Когда они впервые столкнулись, Уиллем играл в «Двенадцатой ночи» с Уиллом в роли Себастьяна. Уиллем и Эллисон не обменялись тогда даже словом, но в конце пьесы он бросил ей монету. Это был всего лишь легкий флирт… Уиллем и подумать не мог, что все так обернется.
– Этот год меня многому научил, – признается он.
Когда Эллисон улыбается, Уиллем вспоминает, как выглядит восход солнца. Один луч, еще один, а потом ярчайшая вспышка. Восход солнца – одна из тех вещей, которую можно наблюдать всю свою жизнь, и каждый раз восхищаться ею снова. Может быть, поэтому улыбка Эллисон кажется Уиллему такой знакомой. Ведь он видел много восходов.
Нет, не поэтому.
Эллисон тем временем вспоминает обо всем, связанном с Уиллемом. Почему именно он? Все, что она сама или другие ей говорили, – безумное увлечение, романтичный воздух Парижа, хорошая актерская игра или зов плоти, – больше не выдерживает никакой критики. Ведь она помнит все детали, и так ясно, и так по-новому. Ничего из этого не может быть причиной. Даже сам Уиллем не может быть причиной. Дело в Эллисон. В том, какой она может быть с ним.
В тот день все казалось ей таким особенным: она могла быть честной, смелой, может быть, даже немного глупой. В последние несколько недель, которые Эллисон одна провела в Европе, она замечательно всему этому научилась. Теперь она прекрасно знает эту новую себя.
– И меня этот год многому научил, – заключает Эллисон.

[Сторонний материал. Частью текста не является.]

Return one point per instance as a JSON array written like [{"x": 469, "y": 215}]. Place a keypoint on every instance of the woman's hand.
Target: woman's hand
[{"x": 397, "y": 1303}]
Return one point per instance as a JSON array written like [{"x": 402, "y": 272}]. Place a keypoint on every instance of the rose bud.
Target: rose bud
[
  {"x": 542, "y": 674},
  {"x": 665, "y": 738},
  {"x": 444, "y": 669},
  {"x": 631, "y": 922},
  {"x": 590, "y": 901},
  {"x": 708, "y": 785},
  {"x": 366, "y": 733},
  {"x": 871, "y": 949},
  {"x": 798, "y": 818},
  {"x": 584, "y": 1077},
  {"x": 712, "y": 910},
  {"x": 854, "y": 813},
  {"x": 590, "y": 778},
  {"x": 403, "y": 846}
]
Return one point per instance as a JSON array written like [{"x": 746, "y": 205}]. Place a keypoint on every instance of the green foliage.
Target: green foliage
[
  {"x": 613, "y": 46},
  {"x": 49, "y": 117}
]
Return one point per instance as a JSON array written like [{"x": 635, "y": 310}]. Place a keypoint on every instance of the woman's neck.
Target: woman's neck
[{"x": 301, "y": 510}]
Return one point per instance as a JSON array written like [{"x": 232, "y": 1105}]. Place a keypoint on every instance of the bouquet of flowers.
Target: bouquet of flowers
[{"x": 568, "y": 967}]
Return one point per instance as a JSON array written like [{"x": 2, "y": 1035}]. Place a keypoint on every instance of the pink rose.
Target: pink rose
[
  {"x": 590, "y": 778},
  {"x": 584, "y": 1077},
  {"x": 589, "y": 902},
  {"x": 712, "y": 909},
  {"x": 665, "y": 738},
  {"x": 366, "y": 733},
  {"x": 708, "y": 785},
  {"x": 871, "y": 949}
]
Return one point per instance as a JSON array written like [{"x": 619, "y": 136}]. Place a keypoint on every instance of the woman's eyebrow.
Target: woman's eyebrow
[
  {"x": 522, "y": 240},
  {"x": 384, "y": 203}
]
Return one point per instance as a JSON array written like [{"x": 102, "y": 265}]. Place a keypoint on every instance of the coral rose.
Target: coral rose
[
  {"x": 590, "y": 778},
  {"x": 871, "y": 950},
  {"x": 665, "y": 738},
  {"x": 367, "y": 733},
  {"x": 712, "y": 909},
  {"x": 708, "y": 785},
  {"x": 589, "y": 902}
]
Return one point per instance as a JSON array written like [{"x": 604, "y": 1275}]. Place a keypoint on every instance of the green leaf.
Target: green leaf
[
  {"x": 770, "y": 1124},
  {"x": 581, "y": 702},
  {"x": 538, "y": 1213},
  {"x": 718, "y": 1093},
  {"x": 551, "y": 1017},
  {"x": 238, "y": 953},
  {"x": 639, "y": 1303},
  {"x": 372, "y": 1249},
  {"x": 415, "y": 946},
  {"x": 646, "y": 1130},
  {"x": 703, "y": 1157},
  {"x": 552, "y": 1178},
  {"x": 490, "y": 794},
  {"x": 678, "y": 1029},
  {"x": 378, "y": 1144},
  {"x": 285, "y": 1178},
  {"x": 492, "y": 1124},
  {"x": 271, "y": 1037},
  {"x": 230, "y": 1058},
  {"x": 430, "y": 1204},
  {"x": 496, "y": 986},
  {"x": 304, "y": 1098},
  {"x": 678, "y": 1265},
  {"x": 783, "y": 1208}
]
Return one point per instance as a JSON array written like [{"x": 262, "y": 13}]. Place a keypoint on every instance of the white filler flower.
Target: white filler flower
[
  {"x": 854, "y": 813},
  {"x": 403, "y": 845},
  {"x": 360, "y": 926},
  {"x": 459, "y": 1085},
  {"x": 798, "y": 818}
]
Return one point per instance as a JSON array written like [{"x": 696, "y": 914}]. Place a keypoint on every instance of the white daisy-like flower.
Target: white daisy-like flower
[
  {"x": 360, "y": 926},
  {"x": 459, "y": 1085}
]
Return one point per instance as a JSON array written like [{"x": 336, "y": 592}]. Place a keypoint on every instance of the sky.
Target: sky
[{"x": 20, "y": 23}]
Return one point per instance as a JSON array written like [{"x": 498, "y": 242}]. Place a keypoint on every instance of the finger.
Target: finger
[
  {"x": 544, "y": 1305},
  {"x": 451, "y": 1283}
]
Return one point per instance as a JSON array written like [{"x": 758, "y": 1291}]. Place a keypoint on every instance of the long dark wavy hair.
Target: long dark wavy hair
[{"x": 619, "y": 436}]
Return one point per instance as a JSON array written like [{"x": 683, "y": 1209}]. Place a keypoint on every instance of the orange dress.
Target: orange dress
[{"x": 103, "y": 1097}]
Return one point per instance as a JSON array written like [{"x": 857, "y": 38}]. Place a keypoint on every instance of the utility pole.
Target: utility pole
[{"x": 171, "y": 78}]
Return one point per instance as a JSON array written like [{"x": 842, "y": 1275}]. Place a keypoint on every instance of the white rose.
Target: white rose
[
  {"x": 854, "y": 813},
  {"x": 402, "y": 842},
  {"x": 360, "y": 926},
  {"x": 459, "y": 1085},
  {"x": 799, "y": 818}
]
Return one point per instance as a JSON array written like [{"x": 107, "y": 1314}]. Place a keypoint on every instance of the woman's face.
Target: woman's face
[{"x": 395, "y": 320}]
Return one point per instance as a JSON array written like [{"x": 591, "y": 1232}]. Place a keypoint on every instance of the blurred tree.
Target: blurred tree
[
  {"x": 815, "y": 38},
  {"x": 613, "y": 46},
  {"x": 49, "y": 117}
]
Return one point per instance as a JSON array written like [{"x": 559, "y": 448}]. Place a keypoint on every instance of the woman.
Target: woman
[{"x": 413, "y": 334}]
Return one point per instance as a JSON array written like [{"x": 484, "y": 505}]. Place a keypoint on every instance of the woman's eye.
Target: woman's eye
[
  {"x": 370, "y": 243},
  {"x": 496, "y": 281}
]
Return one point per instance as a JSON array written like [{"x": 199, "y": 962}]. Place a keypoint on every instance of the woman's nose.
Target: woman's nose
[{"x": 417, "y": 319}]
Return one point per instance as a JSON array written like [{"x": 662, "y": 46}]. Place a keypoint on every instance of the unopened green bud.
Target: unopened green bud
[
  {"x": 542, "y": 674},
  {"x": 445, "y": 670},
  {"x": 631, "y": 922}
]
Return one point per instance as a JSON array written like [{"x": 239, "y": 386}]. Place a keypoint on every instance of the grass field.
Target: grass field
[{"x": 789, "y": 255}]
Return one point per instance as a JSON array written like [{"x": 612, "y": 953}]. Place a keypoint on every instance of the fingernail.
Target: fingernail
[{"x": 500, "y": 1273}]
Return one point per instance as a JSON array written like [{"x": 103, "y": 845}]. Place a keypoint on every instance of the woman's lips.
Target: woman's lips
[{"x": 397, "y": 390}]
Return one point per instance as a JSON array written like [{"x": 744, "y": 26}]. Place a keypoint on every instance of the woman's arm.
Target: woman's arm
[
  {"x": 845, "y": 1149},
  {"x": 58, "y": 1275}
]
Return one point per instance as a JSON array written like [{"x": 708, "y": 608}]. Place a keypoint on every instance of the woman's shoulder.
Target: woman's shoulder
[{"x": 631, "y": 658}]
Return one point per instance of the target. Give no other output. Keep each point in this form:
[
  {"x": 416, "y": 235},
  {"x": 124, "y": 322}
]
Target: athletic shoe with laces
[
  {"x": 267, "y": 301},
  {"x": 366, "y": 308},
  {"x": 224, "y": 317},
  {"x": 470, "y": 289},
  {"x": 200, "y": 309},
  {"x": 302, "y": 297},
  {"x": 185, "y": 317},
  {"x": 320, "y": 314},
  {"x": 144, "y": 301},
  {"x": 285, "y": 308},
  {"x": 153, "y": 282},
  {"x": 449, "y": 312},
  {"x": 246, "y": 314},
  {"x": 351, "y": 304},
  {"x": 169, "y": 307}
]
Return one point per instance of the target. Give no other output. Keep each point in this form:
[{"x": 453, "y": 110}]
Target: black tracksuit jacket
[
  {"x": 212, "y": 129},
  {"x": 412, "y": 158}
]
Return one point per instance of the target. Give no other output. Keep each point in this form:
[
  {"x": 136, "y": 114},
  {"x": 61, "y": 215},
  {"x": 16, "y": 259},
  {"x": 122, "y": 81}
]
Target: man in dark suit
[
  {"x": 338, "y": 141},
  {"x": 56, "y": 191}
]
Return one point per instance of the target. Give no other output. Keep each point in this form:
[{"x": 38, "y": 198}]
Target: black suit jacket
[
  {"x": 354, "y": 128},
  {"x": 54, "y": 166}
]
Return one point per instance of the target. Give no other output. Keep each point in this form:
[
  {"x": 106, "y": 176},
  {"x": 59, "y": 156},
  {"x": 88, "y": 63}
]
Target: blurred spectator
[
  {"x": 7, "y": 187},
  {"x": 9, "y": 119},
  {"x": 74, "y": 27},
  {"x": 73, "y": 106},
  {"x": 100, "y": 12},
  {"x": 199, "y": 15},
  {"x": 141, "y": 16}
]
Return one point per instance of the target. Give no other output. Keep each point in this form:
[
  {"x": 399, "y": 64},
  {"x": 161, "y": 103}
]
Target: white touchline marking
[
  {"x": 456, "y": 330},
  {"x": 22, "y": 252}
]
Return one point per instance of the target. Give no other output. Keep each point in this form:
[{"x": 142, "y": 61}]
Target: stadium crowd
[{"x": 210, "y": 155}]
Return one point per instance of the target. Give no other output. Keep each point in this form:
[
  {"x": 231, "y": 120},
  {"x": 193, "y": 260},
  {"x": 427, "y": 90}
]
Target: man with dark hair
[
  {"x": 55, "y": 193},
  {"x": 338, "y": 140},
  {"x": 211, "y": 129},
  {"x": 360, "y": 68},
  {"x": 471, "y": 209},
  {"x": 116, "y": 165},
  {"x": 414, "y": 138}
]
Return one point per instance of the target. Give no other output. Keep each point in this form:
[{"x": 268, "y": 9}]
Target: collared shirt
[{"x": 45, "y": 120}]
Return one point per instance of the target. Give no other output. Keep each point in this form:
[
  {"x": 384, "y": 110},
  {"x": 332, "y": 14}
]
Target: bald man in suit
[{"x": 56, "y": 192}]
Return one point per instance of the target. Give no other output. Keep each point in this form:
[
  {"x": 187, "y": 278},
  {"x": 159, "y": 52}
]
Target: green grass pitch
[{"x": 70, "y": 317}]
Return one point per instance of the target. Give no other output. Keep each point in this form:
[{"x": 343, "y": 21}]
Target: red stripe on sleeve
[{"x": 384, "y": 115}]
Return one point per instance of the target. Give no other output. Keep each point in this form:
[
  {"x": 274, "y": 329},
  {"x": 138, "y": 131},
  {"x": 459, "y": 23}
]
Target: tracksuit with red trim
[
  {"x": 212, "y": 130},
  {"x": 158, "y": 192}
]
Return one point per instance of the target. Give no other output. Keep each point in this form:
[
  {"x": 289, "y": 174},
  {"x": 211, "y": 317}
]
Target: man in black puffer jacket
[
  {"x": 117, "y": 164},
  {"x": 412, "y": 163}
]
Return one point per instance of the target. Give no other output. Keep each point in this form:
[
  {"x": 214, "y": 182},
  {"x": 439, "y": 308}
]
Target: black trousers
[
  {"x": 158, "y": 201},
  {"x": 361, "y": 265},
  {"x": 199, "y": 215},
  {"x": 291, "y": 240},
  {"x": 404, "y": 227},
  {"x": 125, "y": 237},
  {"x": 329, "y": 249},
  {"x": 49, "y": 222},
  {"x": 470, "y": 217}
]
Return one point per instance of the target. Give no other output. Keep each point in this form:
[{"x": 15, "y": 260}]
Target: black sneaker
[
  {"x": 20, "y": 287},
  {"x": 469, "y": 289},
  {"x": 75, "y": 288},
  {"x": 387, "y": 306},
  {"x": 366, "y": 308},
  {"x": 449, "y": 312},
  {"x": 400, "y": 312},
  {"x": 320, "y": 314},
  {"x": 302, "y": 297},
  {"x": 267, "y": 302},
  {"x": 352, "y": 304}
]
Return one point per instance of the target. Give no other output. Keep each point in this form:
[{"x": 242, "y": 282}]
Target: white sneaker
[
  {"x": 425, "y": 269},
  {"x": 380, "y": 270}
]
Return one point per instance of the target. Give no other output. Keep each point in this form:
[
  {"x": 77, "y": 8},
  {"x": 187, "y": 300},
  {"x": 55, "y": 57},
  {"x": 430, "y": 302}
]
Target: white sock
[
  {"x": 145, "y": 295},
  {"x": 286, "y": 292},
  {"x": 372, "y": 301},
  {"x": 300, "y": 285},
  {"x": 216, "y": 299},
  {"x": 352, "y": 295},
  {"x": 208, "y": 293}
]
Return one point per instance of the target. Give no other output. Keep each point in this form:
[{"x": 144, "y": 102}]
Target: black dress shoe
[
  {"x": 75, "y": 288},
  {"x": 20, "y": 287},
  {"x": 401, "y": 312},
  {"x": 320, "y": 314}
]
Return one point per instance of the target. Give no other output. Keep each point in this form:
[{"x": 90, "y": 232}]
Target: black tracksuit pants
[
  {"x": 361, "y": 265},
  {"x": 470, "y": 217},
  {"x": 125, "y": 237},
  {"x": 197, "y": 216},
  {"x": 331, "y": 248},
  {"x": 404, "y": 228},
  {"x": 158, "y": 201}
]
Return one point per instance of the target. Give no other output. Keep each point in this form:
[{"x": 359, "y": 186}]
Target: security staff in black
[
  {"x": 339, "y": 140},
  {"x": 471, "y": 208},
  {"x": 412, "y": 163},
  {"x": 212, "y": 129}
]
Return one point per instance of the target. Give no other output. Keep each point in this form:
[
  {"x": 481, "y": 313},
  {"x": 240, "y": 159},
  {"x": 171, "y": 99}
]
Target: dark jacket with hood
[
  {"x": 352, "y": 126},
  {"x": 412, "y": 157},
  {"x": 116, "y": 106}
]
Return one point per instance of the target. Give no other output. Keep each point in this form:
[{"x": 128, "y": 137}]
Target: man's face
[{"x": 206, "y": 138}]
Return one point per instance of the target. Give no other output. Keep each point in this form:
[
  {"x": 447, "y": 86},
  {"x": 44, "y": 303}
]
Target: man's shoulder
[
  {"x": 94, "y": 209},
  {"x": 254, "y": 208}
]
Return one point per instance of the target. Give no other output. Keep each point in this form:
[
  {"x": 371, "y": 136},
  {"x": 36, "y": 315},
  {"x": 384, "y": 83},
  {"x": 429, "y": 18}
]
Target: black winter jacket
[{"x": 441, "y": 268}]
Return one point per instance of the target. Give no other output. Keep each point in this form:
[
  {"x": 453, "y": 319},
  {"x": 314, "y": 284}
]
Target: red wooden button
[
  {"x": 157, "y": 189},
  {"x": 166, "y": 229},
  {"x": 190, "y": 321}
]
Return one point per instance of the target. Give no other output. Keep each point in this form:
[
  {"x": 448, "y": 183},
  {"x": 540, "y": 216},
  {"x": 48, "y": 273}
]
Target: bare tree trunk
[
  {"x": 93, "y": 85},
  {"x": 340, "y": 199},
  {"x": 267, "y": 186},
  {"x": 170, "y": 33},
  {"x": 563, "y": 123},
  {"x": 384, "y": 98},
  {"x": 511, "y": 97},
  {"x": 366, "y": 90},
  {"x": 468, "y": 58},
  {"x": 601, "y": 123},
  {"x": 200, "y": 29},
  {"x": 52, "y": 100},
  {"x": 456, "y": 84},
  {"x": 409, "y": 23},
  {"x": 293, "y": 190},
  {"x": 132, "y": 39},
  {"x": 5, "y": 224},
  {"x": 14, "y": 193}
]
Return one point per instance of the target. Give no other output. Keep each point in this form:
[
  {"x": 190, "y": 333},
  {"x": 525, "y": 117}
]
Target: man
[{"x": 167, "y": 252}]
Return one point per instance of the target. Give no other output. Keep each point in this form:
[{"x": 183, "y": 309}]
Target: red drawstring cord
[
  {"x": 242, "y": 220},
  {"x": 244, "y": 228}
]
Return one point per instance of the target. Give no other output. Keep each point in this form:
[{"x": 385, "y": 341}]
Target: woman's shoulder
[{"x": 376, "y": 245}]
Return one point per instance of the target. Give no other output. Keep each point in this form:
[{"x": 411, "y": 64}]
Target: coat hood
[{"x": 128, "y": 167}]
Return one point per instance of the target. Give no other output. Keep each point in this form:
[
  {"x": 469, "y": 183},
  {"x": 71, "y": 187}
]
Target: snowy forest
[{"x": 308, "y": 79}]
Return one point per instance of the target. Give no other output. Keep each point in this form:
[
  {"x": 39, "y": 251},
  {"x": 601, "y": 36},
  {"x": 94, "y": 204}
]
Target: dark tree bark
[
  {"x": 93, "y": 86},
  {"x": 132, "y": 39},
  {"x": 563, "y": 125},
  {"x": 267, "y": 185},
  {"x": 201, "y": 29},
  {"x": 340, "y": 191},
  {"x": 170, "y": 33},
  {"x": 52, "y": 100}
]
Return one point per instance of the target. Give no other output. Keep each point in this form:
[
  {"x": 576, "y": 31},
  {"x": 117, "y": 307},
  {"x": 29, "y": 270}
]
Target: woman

Они рассказывают друг другу, что с ними произошло за последнее время. Что-то они оба уже знают. Например, что у Уиллема было сотрясение мозга. Эллисон угадала, что его избили скинхеды; а она тогда сбежала обратно в Лондон. В тот день они так и не успели узнать настоящие имена, полные имена друг друга, не обменялись даже электронной почтой. Теперь они это исправляют. (Уиллем Шило Де Руитер. Эллисон Ли Хили.) Эллисон рассказывает Уиллему о письме, которое она написала ему в марте прошлого года, когда наконец позволила себе подумать, что, возможно, не случилось ничего дурного, и, скорее всего, Уиллем все еще ищет ее.
Уиллем же признался Эллисон, что узнал о существовании письма лишь в прошлом месяце. Он пытался его найти и только вчера узнал, что в нем.